How have treatments for addiction, especially the all-important group therapy sessions, been impacted by the COVID-19 pandemic? In the next installment of WMRA’s special series on Mental Health Matters, Jessie Knadler reports.
For an addict, it is incredibly difficult to make the first step toward getting clean.
DR. KIRK LUDER: They just get to the point where they’re kind of half suicidal all the time.
Dr. Kirk Luder is a psychiatrist at Washington and Lee. He’s also involved with the Rockbridge Area Community Services Board, where he treats patients suffering from opioid dependence.
LUDER: They know they can die at any point but they almost don’t care. That’s the state I often see people when they’re coming in for opioid dependence.
Now add to that half-suicidal mentality all the possible effects of a pandemic: job loss, family stress, social isolation, a potentially disrupted supply chain. It can make an already challenging situation seem impossible.
And yet, since the crisis started, Luder says they’ve had a big influx of people with opiate dependence coming in for help.
LUDER: They hate who they are when they’re using and they want to reclaim a sense of morality and reliability, and so forth. That’s one of the things that’s really motivating for them.
But the pandemic makes it really easy for this already vulnerable population to fall through the cracks.
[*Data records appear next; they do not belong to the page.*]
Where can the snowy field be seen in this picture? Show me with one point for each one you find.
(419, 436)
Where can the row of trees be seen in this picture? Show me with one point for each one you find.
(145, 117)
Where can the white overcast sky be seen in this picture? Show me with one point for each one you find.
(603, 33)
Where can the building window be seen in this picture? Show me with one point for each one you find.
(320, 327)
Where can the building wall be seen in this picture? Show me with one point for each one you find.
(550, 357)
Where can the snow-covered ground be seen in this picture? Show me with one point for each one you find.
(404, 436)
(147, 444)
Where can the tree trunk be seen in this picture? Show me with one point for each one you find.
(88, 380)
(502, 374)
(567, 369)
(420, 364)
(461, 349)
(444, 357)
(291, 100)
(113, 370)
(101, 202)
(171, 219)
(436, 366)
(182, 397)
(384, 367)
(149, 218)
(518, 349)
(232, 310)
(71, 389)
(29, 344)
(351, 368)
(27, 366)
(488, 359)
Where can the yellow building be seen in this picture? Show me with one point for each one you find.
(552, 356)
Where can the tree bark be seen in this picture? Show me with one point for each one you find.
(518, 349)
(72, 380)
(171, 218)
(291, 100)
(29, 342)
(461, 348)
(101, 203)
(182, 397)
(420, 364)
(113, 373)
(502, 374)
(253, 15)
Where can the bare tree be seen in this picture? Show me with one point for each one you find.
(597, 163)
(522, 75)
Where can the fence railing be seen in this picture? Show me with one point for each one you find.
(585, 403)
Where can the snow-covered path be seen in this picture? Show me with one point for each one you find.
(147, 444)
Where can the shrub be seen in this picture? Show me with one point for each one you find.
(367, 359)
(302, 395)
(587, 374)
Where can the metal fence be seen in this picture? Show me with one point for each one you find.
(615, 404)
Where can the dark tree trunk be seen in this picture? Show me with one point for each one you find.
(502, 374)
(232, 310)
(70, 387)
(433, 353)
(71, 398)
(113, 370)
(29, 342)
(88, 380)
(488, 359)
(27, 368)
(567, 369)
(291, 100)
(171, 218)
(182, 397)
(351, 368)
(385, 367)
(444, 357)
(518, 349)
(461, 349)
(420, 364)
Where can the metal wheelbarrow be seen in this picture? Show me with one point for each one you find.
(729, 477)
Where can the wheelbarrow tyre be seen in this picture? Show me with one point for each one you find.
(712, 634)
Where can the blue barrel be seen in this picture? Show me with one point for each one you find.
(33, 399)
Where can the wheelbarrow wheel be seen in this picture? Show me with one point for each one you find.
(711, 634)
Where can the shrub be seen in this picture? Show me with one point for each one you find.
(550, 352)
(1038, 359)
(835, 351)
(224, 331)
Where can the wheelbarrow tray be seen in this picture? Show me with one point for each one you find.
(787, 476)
Because here’s the thing about recovery (and this is a famous quote in the recovery world): “the opposite of addiction isn’t sobriety. The opposite of addiction is connection.”
LUDER: It’s very widely recognized that social support is easily the number one factor in successful treatment of a substance use disorder.
Addiction is compulsive behavior. Compulsive behavior thrives in isolation or in an embedded drug subculture.
LUDER: I hear all the time from patients that say, I don’t know anyone who doesn’t use. Trying to move from that into a new subculture, new friendships, new supports of people that don’t use—that’s absolutely essential. But we’re in this situation where we’re basically prohibited from developing new relationships.
Face to face meetings had to be canceled. The all important group meetings, where people get to share their stories with those also in recovery, were shelved.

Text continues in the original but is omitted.